Fretting about Thanksgiving?  The people, the food, the table....you're not alone.  Most of us tend to start fretting early and fret all the way until the last slice of turkey and pie have been devoured.  For years the table or should I say, how I would set the table, would be all consuming.  After 44 years of marriage and a lifetime of table setting, guess what....the simple table wins every time!

This is our family table.  The history of it - it was originally a door!  It had lots of scuffs, dents, broken glass, and splinters.  Able craftsmen were able to turn it on its side, restore its finish, fill the window area with wood, add legs...and voila - the family table! I do love wondering who has been welcomed through it when it was a door.  This old table has persevered through time, had some restoration work, and now fulfills it's true purpose to be a gathering place of welcoming spirit to all who grace beside it....not too different from some of us! Ooops...I've digressed from the simple table talk...back to some ideas on keeping it simple.

I start with a simple runner...this takes care of lamenting over a tablecloth...which I do love tablecloths....but they don't conjure up simple.  Burlap runners abound at local craft stores, or in this instance I had a few short pieces and have overlapped them end to end to run the length of our table. You could also use a length of fabric...just have it cut longer than the table, fold it lengthwise with the raw edges becoming the under side, and let the ends hang off the table edge.  You can tie the hanging ends into a knot to cover the raw edges.  No one will ever know not a stitch was sown!

Napkins....another controversy.  At the heart of it I am an advocate of cloth napkins...so many times, in fact "many" means just about every meal at our table....we will use inexpensive kitchen towels.  Give them a roll up, tie with twine and tuck in some foraged greenery - this happens to be rosemary from my herb garden...and you will be the hero when the first spill occurs...and yes, the spill will indeed happen and everyone will have a "napkin towel" in hand to quickly soak up the spill! Oh...and NO ironing needed!

And, you can use a length of burlap or fabric to run not just the length of the table, but the width which will take care of place settings down the sides of your table.

So, you don't have a candle holder for your table...no need to fret....just place votives directly on your runner and sprinkle sprigs of rosemary, boxwood, laurel leaves....you get the idea...

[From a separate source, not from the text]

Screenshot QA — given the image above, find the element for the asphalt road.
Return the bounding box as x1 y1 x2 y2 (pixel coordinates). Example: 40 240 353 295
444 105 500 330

For sure, think outside the floral box.  These big green textural spheres are "horse apples."  I'm sure there's some horticulturally correct name for them...but I know them as horse apples....and Thanksgiving is the time they abound in nature. No horse apples in your neck of the woods? You could use apples, or how about mini gourds...you know the ones that look like mini pumpkins.  Get outside the floral box frame of mind and I know you'll come up with someting fabulous for your table.

No candleholder to put your foraged items onto....well, find a simple dish and pile them into it.  Add a few sprigs of nature, a few votives, and you have a beautiful table. 

A few more ideas...try using a cheese board as the table feature...looks good....tastes better!  Or will you be  having Thanksgiving on your porch....this one pictured here is at one of our local organic farms....those folks never fret....they just grab a handful of whatever is growing in the field and place them into random glass vessels on the center of the table.  Chairs don't match, flatware doesn't match..plates don't match...but what does work...no one is fretting, and everyone feels welcomed!

Another idea is to fill the table with votives...it makes a statement for sure...and look - there are no candles in the candle holder....just sunflowers cut short and tucked into short jars.  Fret not!

Do gather.  Do create a beautiful table from what you have on hand. Do savor the relationships. Thanksgiving will never be the same!